Viewz Bets On Finance Infrastructure As $7M Round Signals Shift Away From Tool-Based Systems
Across modern enterprises, finance teams have become dependent on an expanding stack of tools, each solving a narrow problem, but collectively introducing complexity, fragmentation, and operational overhead. Even with automation layered in, many organizations still rely on manual reconciliation and fragmented data sources to close the books.
It’s against this backdrop that Viewz is positioning its emergence from stealth. The company announced a $7 million seed round led by Ibex Investors and Flint Capital, with a goal that goes beyond improving finance software. Instead of adding another tool to the stack, Viewz is attempting to replace the stack itself with a unified operating system for financial operations.
The argument: finance doesn’t suffer from a lack of tools, but from a lack of structure
The founding team behind Viewz (Moti Cohen, Omer Aviad, and Liran Kessel) brings more than 50 years of combined experience spanning audit, CFO roles, and finance operations. Their shared conclusion is that the problem in finance is not tool availability, but structural fragmentation.
“I started Viewz because I spent 20 years watching finance fail in the same way, not from a lack of data, but from a lack of structure. We are not a better tool. We are a different answer to the same question every finance leader has been asking for years: why does this still feel so hard?” said Cohen.
That framing challenges a dominant trend in enterprise software: layering AI on top of existing systems in hopes of improving output. Viewz argues that without unified data architecture, those AI layers often inherit and amplify the inconsistencies of fragmented systems beneath them.
A shift from finance software to finance infrastructure
Rather than integrating into existing workflows, Viewz consolidates them into a single system. The platform combines a native general ledger, AI agents, and an embedded finance operations layer spanning bookkeeping, payroll, FP&A, compliance, and reporting.
At its core is a governed ledger that continuously structures and reconciles financial data. This enables what the company calls a “continuous close,” replacing the traditional monthly cycle with ongoing financial visibility.
“Finance was never meant to feel this heavy. But it does. More tools. More people. Less clarity. That’s the problem we set out to fix - not by improving the model, but by replacing it,” Cohen added.
This approach places Viewz closer to infrastructure than traditional SaaS. Instead of optimizing individual workflows, it aims to redefine how financial operations are executed end-to-end within a single system.
Early traction suggests replacement, not experimentation
Since launching quietly about a year ago, Viewz reports reaching multi-million-dollar ARR, strong Q4 growth, and zero voluntary churn. For early-stage infrastructure software, that retention signal is often interpreted as evidence of deep operational dependency rather than surface-level adoption.
That interpretation is shared by investors.

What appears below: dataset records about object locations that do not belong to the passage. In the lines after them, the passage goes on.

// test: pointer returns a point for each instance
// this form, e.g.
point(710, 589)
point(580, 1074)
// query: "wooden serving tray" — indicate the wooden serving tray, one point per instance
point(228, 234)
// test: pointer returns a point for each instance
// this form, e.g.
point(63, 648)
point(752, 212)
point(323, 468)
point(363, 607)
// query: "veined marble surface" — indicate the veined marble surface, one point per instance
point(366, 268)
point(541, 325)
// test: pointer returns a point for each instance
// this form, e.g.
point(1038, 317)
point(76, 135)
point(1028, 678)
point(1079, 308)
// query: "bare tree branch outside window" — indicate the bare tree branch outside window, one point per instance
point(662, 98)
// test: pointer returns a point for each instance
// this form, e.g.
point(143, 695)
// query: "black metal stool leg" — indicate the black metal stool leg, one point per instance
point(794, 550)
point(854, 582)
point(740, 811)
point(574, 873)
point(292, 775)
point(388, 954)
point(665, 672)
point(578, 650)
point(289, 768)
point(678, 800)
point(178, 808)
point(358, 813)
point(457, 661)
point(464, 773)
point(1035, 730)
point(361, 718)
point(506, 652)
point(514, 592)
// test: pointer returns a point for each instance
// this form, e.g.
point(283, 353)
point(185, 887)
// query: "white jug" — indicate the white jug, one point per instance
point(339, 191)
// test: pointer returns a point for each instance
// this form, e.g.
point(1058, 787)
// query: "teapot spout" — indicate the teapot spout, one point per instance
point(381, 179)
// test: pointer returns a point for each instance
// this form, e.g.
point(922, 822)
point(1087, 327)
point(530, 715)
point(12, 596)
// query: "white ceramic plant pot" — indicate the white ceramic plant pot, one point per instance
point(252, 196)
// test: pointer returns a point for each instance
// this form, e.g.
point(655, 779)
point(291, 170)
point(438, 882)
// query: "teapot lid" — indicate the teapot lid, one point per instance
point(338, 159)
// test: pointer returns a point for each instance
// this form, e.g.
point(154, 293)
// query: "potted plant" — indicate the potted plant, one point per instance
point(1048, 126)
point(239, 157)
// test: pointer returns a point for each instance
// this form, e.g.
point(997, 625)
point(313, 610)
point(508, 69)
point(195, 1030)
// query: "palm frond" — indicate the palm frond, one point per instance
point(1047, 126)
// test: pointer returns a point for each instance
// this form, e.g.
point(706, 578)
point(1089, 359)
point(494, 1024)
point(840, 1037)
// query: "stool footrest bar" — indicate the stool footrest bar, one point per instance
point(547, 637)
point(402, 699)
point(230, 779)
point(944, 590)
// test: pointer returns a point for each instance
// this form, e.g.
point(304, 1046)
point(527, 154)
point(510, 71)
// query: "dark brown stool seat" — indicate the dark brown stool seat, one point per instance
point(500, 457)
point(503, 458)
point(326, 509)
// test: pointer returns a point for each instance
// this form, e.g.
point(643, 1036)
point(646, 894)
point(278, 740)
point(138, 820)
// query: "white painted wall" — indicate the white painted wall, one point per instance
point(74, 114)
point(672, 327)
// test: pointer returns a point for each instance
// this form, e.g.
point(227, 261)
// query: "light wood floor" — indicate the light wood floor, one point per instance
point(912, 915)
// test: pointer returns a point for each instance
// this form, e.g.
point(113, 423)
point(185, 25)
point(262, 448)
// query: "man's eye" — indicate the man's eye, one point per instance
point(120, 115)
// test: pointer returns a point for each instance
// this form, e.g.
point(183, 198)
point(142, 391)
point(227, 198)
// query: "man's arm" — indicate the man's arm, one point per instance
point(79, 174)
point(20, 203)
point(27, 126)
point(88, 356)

“Moti, Omer, and Liran have spent twenty years inside the problem they’re now solving. You can feel it in how they talk to CFOs. Most finance-oriented startups are layering intelligence on top of broken plumbing. Viewz rebuilt the plumbing. That’s a much harder thing to do, and it’s the only version of automated finance that scales,” said Aaron Rinberg, Partner at Ibex Investors.
Sergey Gribov, General Partner at Flint Capital, emphasized that the retention pattern matters more than headline growth metrics.
“What stood out wasn’t the growth; it was the retention. Zero voluntary churn tells you customers aren’t using Viewz alongside their existing tools. They’re using it instead. One thing that really caught my attention was feedback from one of my CFOs: if he were using this platform, he believes he could run his team with roughly 30% fewer people,” he said.
That shift is reflected in customer experience as well. “Viewz is my finance department from A to Z; everything I need in one place. When I moved companies, I brought Viewz in from day one,” said Erez Fisher, VP of Finance at Dig Security.
Infrastructure becomes the competitive layer in AI-driven finance
As enterprises continue adopting AI across finance functions, the constraint is increasingly shifting away from model capability and toward data integrity and system architecture. In that context, platforms that unify financial data and execution may play a more foundational role than point solutions layered on top of legacy systems.
Viewz’s roadmap centers on expanding what it describes as a “fully agentic finance team,” built directly into its unified system. The ambition is not to assist finance teams with isolated tasks, but to redefine finance as a continuously operating system.
Whether that vision becomes a broader industry standard remains uncertain. But the company’s emergence highlights a growing shift in enterprise software: the next wave of innovation may depend less on adding intelligence to existing tools, and more on replacing the fragmented systems those tools were built to navigate.